Re: Detecting encoding in Plain text

From: Peter Kirk (peterkirk@qaya.org)
Date: Mon Jan 12 2004 - 07:14:09 EST

Next message: Philippe Verdy: "Re: Detecting encoding in Plain text"

Previous message: jon@hackcraft.net: "RE: Detecting encoding in Plain text"
In reply to: Marco Cimarosti: "RE: Detecting encoding in Plain text"
Next in thread: Philippe Verdy: "Re: Detecting encoding in Plain text"
Reply: Philippe Verdy: "Re: Detecting encoding in Plain text"
Messages sorted by: [ date ] [ thread ] [ subject ] [ author ] [ attachment ]
Mail actions: [ respond to this message ] [ mail a new topic ]

On 12/01/2004 03:09, Marco Cimarosti wrote:

> ...
>
>It is extremely unlikely that a text file encoded in any single- or
>multi-byte encoding (including UTF-8) would contain a zero byte, so the
>presence of zero bytes is a strong enough hint for UTF-16 (or UCS-2) or
>UTF-32.
>
>
>
Is it not dangerous to assume that U+0000 is not used? This is a valid
character and is commonly used e.g. as a string terminator. Perhaps it
should not be used in truly plain text. But it is likely to occur in
files which are basically text but include certain kinds of markup.

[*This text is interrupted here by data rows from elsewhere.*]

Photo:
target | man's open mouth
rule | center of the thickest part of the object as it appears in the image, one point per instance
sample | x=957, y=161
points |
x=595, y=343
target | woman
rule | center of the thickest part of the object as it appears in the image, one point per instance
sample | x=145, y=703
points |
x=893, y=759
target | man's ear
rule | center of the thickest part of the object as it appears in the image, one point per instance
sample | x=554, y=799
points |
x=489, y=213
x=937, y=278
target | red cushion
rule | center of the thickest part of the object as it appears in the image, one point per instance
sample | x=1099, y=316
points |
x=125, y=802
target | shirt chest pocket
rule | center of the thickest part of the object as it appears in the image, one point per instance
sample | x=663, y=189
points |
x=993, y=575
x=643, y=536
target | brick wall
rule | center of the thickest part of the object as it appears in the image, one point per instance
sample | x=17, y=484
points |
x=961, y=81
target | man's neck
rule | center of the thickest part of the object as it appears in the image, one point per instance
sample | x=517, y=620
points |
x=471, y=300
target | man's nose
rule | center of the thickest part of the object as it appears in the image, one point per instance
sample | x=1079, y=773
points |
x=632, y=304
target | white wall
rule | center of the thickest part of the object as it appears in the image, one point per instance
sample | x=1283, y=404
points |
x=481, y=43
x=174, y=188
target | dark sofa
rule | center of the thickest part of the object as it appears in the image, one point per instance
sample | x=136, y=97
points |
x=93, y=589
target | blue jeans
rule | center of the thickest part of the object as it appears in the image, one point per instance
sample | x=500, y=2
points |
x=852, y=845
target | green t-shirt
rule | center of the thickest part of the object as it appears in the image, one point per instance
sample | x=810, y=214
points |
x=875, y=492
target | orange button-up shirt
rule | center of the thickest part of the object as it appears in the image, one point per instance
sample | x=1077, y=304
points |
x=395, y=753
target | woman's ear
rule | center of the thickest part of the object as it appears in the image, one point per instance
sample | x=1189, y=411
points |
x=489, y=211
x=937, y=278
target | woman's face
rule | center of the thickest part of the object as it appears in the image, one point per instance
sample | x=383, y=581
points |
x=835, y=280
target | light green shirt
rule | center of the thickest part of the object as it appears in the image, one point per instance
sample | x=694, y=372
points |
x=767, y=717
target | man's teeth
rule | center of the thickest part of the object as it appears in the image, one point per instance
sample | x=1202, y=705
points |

>... This is due to the fact that, in any language, shared characters in
>the Latin-1 range (controls, space, digits, punctuation, etc.) should be
>more frequent than occasional code points of form <U+??00>. ...
>
This one also looks dangerous. Some scripts include their own digits and
punctuation; not all scripts use spaces; and controls are not
necessarily used, if U+2028 LINE SEPARATOR is used for new lines. But
there may be some characters U+??00 which are used rather commonly in a
particular script and so occur commonly in some text files.

-- 
Peter Kirk
peter@qaya.org (personal)
peterkirk@qaya.org (work)
http://www.qaya.org/

Next message: Philippe Verdy: "Re: Detecting encoding in Plain text"
Previous message: jon@hackcraft.net: "RE: Detecting encoding in Plain text"
In reply to: Marco Cimarosti: "RE: Detecting encoding in Plain text"
Next in thread: Philippe Verdy: "Re: Detecting encoding in Plain text"
Reply: Philippe Verdy: "Re: Detecting encoding in Plain text"
Messages sorted by: [ date ] [ thread ] [ subject ] [ author ] [ attachment ]
Mail actions: [ respond to this message ] [ mail a new topic ]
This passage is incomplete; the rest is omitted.